Louisville’s vaping resolution was unanimously passed by the city Planning Commission on Oct. 31. The resolution claims that a high number of shops selling tobacco in one area increases teen smoking and makes it harder for smokers to quit. It directs city Planning and Design staff to review city zoning regulations regarding vape and tobacco shops and to determine the most appropriate locations for those types of businesses, which could include restricting shops from certain areas or could require those shops to apply for permits to open.

LeBlanc called it “ridiculous.”

“If Brandon Coan truly wanted to make Bardstown Road a family-friendly place, he would make a measure that said no alcohol permits, no tobacco permits, nothing on the entire road,” said LeBlanc.

In September, Coan sent a newsletter to constituents saying that Bardstown Road was in decline, hostile toward pedestrians and bicyclists, losing local businesses and fraught with “social ills.” One concern, he told LEO, is too many vape shops. Residents have said the same about other businesses, such as tattoo parlors, but Coan said he isn’t going to try to limit those. “If there was a public health crisis, that people are dying and becoming sick from tattoo shops, we’d have the same thing,” he said.
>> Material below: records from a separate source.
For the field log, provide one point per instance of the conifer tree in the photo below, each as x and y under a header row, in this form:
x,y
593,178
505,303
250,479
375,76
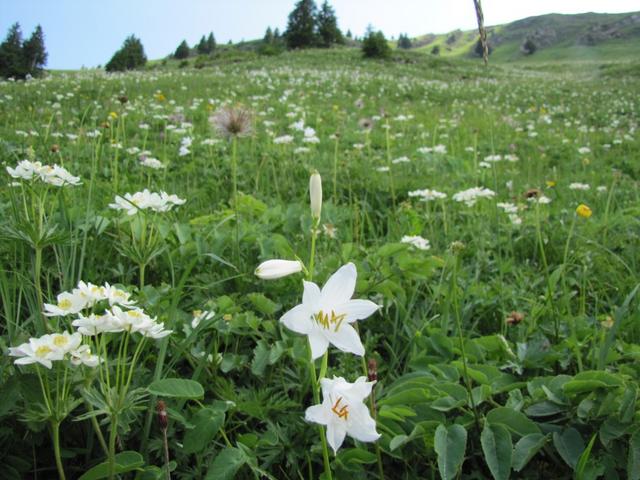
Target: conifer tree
x,y
328,30
12,62
182,51
202,46
130,56
211,43
301,27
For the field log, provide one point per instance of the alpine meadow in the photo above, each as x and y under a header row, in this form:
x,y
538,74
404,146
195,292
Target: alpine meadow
x,y
320,255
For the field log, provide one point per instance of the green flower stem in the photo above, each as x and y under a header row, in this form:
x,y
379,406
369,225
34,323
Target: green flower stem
x,y
556,320
315,387
234,174
456,309
55,430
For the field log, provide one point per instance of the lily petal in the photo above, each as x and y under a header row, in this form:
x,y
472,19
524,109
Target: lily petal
x,y
341,285
336,431
298,319
358,309
319,344
317,414
311,294
361,426
346,339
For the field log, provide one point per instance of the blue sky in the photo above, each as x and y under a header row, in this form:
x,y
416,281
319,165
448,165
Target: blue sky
x,y
87,32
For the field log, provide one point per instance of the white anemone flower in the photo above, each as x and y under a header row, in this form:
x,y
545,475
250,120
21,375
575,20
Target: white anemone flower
x,y
343,411
326,315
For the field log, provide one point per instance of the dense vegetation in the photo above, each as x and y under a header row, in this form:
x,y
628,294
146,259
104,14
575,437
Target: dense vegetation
x,y
491,216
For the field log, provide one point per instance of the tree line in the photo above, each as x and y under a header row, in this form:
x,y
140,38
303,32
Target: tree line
x,y
22,58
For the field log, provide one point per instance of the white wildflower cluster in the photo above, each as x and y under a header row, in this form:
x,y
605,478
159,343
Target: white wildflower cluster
x,y
158,202
51,174
416,241
427,195
55,347
472,195
118,311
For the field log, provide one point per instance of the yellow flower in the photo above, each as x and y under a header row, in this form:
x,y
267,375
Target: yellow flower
x,y
583,211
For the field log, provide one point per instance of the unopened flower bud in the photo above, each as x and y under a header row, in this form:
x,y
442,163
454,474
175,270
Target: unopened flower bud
x,y
315,194
273,269
372,370
163,417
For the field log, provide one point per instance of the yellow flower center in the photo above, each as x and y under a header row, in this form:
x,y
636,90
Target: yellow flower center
x,y
60,340
328,321
42,350
340,411
65,304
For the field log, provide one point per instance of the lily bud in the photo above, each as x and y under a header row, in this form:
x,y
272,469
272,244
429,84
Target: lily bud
x,y
272,269
315,193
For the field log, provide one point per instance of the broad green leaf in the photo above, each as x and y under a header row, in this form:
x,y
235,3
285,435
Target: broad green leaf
x,y
497,448
207,423
584,458
176,388
226,464
450,444
516,422
570,446
125,462
526,448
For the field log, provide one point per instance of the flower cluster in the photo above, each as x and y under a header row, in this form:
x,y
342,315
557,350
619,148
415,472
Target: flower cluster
x,y
158,202
54,347
472,195
53,175
119,313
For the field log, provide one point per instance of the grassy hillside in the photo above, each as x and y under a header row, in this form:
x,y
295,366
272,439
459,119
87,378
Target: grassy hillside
x,y
588,36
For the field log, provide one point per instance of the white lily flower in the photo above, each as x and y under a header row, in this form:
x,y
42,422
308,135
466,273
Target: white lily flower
x,y
273,269
343,411
326,316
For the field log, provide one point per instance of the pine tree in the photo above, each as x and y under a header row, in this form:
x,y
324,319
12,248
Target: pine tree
x,y
374,44
202,46
404,41
11,54
34,53
328,30
182,51
130,56
268,37
301,27
211,43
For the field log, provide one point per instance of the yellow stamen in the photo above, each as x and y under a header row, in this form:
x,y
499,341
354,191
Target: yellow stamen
x,y
342,412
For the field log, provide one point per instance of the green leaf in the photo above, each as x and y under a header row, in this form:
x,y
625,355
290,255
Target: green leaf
x,y
497,447
226,464
633,463
125,462
263,304
176,388
516,422
450,444
584,458
207,423
570,446
526,448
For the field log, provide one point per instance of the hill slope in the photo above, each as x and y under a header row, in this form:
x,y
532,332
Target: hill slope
x,y
586,36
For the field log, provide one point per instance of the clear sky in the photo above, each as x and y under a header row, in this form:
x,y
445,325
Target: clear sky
x,y
87,32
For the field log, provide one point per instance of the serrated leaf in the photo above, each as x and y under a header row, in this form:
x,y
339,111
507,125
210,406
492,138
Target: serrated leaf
x,y
497,449
450,444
Residents complain about the number of bars on Bardstown Road, too, but Coan said those and liquor licenses are already regulated, and the city has “dry precincts,” although Bardstown Road in The Highlands is not part of one.

The possibility of limiting vape shops was one of 10 or 12 ideas that Coan discussed with Develop Louisville and Bardstown Road businesses owners to improve the corridor, he said.

Develop Louisville, with help from the city Department of Public Health & Wellness, drafted the Planning Commission resolution after talking with Coan, said Develop Louisville spokesperson Caitlin Bowling.

LeBlanc is not opposed to vaping regulations, but he believes they should be common sense, and he doesn’t think Coan’s idea is.

“We’re definitely going to challenge it,” he said.